Rion berdeham, kemudian bertanya, “Apa guru tak memarahimu lagi jika kau tak mengenakan sepatu ke sekolah?” tanyanya, lalu menoleh kepada sang adik. “Tadi kulihat kau pakai sandal saja ke sekolah.”

Rungka menggeleng-geleng. “Tidak apa-apa, Kak. Seorang guru yang kejam dan memarahiku karena tak mengenakan sepatu ke sekolah, telah pindah tugas ke sekolah yang lain.”

Rion tersenyum-mendengus. “Pantas saja kau tak mengenakan sepatumu lagi,” katanya, kemudian tertawa. “Sudah satu minggu sepatumu kusimpan di sela-sela susunan papan di bawah kolong rumah, tapi kau ternyata memang tak hendak menggunakannya lagi.”

Rungka seketika terkejut. “Jadi?”

“Jadi kenapa?” sergah Rion. “Kau melihatnya kan? Itu, di tempat biasa aku menaruh sepatu-sepatu agar tak dikencingi anjing dan kucing.”

Dengan ruat penuh keterkejutan, Rungka mengangguk-angguk. “Aku tahu, Kak.”

“Seminggu yang lalu, aku melihat sepatumu itu tergeletak di tepi sungai. Setelah menelisik ke sana-sini, aku tak melihat keberadaanmu. Jadi terpaksa, aku bawa pulang saja ke rumah,” terang Rion. “Kau benar-benar tak sedang mencarinya kan?”

Lagi-lagi, Rungka mengangguk-angguk. “Tidak, Kak. Aku melihatnya. Tapi aku memang tak berniat mengenakannya ke sekolah.”

Rion tertawa pendek.

Hening beberapa saat.

Langit tampak mendung.

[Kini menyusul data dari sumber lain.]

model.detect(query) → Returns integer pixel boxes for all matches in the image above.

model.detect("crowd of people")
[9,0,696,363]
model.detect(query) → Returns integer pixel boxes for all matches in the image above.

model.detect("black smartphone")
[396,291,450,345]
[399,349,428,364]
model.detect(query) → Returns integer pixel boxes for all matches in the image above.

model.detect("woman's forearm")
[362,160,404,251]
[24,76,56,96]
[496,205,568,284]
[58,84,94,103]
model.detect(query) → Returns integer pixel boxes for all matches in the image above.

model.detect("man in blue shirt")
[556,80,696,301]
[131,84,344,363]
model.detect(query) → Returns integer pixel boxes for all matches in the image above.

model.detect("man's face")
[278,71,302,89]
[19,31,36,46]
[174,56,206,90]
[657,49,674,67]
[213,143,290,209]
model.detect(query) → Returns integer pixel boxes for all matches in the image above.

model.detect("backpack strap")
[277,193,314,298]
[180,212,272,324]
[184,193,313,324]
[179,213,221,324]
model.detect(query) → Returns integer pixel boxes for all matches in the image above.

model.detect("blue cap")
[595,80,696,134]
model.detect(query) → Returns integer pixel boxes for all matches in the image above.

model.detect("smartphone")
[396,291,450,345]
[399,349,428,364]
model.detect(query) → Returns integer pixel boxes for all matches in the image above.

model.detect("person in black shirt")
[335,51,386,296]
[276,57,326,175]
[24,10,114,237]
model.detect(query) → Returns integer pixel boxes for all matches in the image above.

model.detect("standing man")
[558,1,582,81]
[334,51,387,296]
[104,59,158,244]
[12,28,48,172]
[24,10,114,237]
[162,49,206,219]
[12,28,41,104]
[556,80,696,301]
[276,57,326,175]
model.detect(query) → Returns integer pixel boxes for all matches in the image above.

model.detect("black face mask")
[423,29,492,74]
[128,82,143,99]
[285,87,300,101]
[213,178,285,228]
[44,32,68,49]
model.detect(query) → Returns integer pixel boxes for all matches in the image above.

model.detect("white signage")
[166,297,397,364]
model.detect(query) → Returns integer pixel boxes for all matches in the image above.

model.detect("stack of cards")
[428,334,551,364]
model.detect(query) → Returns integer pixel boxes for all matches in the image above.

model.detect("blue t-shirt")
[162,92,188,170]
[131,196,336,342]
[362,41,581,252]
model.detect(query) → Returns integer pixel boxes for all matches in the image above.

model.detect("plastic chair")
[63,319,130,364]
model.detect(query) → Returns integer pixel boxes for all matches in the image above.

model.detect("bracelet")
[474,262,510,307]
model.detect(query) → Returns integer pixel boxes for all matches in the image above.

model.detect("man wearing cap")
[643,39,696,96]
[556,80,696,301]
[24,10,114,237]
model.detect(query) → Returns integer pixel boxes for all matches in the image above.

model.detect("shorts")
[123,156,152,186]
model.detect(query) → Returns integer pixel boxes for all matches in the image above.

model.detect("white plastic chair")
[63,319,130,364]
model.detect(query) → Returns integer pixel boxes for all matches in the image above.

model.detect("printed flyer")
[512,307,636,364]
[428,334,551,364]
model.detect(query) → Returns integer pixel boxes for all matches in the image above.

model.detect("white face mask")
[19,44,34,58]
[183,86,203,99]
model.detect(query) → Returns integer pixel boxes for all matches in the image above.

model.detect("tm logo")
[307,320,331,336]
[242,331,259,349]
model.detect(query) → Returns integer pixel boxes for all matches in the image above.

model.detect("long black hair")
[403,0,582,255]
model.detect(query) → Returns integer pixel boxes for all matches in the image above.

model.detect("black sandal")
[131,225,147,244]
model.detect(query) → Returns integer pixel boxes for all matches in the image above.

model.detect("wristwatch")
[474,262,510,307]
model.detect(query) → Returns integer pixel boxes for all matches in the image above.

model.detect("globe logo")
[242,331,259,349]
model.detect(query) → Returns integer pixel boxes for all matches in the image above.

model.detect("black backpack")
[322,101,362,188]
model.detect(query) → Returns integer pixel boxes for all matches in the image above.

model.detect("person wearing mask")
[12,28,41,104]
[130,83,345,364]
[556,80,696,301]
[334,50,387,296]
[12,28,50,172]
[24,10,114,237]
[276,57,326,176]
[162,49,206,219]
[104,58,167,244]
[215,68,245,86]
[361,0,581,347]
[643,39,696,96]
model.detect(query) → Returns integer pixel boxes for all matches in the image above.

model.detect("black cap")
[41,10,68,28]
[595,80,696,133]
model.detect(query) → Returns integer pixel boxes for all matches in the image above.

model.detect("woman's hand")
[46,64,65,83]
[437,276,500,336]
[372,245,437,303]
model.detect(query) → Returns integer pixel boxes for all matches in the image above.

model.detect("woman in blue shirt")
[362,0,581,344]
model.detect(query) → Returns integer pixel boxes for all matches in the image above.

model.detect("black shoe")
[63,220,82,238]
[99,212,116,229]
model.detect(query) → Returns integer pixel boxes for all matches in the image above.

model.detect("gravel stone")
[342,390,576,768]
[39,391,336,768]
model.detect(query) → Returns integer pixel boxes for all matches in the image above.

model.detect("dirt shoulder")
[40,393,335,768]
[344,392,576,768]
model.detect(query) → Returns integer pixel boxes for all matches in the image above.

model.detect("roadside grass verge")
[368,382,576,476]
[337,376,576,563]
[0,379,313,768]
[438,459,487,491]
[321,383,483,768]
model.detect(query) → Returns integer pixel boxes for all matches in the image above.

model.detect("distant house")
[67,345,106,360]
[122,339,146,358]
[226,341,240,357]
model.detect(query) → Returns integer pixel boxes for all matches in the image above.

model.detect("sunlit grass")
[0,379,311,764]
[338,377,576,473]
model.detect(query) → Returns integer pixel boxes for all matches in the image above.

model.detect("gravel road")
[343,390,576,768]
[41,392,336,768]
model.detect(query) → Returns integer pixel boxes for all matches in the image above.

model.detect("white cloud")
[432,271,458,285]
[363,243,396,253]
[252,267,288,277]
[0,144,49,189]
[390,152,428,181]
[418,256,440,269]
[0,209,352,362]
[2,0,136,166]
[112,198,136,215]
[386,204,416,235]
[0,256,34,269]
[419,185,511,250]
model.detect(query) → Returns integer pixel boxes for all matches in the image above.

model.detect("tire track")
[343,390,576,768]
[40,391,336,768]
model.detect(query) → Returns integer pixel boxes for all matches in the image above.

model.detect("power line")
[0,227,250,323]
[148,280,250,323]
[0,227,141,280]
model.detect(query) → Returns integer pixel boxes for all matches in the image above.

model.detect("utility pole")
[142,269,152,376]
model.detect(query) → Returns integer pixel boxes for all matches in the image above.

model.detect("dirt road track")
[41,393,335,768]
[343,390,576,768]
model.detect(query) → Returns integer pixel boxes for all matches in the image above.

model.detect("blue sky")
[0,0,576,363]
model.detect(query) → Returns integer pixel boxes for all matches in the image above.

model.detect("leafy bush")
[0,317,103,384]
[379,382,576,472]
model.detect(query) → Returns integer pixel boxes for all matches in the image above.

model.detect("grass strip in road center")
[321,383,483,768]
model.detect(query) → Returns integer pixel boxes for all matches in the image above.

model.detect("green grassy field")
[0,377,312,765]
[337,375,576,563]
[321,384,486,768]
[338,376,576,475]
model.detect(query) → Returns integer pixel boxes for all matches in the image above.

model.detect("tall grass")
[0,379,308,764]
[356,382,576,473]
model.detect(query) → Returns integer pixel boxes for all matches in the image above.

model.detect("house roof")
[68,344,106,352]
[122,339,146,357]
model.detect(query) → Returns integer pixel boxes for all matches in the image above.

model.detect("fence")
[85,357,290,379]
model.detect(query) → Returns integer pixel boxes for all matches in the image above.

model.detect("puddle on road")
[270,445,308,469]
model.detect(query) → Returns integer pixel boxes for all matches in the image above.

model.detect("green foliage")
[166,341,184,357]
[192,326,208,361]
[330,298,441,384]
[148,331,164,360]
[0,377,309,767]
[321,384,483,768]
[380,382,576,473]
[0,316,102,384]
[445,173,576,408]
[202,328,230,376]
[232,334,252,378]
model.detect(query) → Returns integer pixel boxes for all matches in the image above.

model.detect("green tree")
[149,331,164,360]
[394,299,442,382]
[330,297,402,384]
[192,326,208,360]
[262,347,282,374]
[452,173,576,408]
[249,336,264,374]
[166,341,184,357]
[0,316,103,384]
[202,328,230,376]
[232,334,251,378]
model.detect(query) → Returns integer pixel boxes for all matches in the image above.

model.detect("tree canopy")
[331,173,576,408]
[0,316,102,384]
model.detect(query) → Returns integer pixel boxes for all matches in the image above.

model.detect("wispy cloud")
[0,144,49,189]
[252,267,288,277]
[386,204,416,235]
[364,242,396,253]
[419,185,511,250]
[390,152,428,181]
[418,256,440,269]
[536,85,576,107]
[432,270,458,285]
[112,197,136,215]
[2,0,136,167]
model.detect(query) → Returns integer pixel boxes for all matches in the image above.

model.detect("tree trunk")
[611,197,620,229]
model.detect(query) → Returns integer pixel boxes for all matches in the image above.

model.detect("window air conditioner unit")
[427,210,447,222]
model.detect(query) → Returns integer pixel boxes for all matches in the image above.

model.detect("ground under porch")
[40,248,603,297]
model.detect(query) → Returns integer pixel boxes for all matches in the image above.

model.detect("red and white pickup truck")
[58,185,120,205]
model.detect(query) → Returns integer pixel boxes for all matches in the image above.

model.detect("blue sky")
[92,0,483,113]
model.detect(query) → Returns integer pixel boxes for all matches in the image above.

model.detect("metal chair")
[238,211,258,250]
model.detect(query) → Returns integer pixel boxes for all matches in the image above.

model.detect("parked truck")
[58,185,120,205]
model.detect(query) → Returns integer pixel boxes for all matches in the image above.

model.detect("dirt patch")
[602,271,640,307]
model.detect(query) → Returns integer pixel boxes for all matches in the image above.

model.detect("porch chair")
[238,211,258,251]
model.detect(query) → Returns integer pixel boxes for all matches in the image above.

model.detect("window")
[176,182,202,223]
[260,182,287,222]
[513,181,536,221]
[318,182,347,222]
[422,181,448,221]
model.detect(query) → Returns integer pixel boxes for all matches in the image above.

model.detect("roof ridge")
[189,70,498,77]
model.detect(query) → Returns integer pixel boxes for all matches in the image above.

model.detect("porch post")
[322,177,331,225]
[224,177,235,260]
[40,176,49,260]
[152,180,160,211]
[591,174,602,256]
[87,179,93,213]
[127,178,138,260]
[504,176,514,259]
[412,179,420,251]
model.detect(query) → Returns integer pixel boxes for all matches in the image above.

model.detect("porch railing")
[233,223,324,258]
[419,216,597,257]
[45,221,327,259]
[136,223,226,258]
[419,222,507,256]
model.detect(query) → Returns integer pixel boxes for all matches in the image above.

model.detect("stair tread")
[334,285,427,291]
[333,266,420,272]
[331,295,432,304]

Mereka pun bergegas mengemas buah langsat panenan terakhir di musim ini, kemudian memboyongnya pulang ke rumah.

“Apa boleh aku membeli mobil-mobilan ber-remote seperti punya teman-temanku yang lain, Kak?” tanya Rungka, seperti memohon.

Rion tertawa, seolah-olah rencananya berhasil. “Tentu saja boleh. Itu sudah pantas sebagai bayaran untuk kerja kerasmu selama seminggu ini.”